S.R. v. Superintendent of Financial Services and OMERS Administration Corporation
FST File No.: P0511-2012
Date of decision: February 18, 2014
Panel members: Elizabeth Shilton (Chair), Patrick Longhurst, Shiraz Bharmal
Parties to hearing: S.R.; Superintendent of Financial Services; OMERS Administration Corporation
SUBJECT: MOTION FOR DECISION BEFORE ALL EVIDENCE WAS HEARD
The Superintendent of Financial Services (the “Superintendent”) issued a Notice of Intended Decision on August 8, 2013 refusing to order OMERS Administration Corporation (“OMERS”) to pay survivor benefits to S.R. on the basis that S.R. was not a “spouse” as that term is defined in the Pension Benefits Act. S.R. requested a hearing on November 16, 2012.
At the pre-hearing conference on February 25, 2013, full party status was granted to OMERS.

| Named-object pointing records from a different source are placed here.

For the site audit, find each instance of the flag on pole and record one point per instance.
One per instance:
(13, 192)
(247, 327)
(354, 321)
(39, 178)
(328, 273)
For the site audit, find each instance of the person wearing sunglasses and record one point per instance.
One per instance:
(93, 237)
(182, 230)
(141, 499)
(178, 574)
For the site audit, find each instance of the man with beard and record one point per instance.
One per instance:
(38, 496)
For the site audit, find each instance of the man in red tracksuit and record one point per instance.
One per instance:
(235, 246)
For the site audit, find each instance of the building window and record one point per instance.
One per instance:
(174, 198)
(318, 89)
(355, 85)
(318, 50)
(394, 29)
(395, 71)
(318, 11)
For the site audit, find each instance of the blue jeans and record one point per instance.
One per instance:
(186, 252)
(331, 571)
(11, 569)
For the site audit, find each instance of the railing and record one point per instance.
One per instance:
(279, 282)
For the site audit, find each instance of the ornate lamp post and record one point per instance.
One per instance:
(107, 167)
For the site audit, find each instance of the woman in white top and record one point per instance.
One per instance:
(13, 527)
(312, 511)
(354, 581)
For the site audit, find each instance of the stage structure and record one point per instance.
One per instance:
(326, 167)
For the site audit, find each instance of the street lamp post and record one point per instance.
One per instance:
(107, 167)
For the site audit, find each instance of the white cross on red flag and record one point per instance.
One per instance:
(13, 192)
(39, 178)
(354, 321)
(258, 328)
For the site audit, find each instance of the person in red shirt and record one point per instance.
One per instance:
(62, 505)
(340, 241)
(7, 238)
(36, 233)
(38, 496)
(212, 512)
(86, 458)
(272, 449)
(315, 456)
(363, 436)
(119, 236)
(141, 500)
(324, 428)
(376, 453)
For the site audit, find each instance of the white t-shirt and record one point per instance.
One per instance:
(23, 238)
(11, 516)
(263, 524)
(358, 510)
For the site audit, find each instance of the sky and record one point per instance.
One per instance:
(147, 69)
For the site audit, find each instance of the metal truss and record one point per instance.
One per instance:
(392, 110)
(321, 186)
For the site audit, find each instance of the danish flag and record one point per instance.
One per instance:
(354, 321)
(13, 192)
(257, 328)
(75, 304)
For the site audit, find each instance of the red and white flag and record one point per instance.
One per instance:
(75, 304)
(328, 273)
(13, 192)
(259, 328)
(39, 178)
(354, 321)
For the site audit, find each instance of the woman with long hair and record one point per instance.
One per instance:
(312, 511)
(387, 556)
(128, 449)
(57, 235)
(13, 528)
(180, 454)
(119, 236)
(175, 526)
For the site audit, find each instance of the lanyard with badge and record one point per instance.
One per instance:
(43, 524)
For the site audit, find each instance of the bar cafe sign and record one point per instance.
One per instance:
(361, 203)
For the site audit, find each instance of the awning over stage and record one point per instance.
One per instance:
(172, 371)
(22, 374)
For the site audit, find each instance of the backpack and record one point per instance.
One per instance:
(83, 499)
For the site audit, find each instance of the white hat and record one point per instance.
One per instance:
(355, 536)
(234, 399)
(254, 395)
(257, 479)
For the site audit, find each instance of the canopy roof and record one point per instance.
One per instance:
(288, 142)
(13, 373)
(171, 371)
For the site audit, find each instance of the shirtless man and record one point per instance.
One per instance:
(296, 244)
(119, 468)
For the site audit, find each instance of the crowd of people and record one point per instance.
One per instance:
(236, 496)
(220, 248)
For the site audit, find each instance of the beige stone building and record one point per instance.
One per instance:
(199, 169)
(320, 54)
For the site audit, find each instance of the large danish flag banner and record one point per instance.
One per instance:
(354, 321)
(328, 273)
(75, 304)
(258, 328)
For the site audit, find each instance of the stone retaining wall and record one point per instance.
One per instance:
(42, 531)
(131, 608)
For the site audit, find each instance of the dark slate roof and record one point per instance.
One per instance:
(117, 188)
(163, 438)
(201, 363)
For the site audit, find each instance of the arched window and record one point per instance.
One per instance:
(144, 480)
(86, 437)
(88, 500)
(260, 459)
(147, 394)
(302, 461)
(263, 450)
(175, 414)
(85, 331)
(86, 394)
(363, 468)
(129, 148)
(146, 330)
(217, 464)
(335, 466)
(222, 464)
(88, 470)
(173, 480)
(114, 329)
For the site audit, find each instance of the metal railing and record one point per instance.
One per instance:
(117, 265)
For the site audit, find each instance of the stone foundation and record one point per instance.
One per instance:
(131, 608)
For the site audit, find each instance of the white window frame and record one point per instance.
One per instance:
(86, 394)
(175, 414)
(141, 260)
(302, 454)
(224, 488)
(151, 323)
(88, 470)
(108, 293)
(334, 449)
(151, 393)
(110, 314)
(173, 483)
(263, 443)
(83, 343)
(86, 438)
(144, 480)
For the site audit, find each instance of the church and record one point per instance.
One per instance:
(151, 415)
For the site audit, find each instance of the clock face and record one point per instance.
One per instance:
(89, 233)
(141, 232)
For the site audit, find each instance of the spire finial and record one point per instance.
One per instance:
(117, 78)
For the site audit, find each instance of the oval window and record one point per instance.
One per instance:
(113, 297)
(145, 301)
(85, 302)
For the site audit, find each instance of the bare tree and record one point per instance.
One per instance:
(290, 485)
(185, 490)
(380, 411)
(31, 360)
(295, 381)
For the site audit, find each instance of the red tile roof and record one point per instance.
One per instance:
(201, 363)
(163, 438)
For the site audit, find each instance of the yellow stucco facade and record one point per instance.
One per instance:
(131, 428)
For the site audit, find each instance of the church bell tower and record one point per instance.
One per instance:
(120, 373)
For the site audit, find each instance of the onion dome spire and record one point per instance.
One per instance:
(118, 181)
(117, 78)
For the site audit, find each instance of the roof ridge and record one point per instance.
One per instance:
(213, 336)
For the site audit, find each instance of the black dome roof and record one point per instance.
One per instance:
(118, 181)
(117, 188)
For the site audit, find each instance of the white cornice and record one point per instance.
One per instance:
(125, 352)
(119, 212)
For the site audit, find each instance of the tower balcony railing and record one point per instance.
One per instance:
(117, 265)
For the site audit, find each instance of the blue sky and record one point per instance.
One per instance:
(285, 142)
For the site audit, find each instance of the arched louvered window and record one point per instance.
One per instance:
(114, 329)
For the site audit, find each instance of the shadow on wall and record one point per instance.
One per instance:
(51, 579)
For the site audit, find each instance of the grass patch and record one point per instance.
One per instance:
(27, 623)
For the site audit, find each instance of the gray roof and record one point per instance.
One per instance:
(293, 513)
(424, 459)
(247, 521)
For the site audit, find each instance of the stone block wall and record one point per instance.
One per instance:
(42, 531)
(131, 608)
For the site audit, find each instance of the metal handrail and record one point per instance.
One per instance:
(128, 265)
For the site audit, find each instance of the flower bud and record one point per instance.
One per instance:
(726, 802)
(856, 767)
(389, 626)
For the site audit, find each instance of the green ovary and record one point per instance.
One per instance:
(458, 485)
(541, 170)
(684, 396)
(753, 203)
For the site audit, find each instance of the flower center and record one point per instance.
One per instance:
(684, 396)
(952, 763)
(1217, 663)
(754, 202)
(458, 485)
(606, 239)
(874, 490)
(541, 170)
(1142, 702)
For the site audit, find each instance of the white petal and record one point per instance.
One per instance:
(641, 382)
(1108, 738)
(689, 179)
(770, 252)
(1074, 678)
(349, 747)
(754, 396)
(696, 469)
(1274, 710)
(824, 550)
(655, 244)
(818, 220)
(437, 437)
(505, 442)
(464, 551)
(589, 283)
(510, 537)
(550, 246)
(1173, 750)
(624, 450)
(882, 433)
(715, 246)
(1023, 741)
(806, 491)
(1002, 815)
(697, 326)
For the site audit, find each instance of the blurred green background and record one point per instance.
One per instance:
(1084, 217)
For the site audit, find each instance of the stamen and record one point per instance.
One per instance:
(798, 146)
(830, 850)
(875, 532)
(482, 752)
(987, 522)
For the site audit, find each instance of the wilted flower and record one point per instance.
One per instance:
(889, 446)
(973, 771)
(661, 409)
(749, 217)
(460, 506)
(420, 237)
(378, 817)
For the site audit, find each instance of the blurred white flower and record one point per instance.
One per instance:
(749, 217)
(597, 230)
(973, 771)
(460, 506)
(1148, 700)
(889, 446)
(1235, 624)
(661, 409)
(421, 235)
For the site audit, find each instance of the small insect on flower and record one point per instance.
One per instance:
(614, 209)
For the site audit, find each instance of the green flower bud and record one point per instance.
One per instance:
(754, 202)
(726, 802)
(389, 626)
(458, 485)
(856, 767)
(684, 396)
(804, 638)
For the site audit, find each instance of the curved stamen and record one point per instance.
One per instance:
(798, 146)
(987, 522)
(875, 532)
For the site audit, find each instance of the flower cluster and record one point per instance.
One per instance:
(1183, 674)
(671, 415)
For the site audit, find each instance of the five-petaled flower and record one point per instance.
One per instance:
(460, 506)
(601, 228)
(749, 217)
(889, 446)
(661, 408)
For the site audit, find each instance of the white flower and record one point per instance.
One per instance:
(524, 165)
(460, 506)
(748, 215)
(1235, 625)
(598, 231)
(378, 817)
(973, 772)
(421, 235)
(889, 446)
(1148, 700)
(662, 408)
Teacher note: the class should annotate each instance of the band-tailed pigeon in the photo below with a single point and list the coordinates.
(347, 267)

The hearing commenced on August 7, 2013. S.R. indicated after a few hours on that day that she was withdrawing her hearing request. However, she rescinded her request the next morning and the Tribunal subsequently issued a decision allowing her to rescind her withdrawal.
The hearing resumed on October 30 and 31, 2013. S.R. called three witnesses (one by DVD, one by affidavit, and one live) and then testified on her own behalf. During her testimony in chief on October 31, she became ill and the hearing could not continue.
S.R. then brought a motion requesting the Tribunal to issue a decision based on the evidence that had been presented. The Superintendent and OMERS opposed the request, primarily on the basis that this was a case where much depended on credibility and S.R. had not yet been cross-examined. In addition, OMERS had not yet called its witnesses.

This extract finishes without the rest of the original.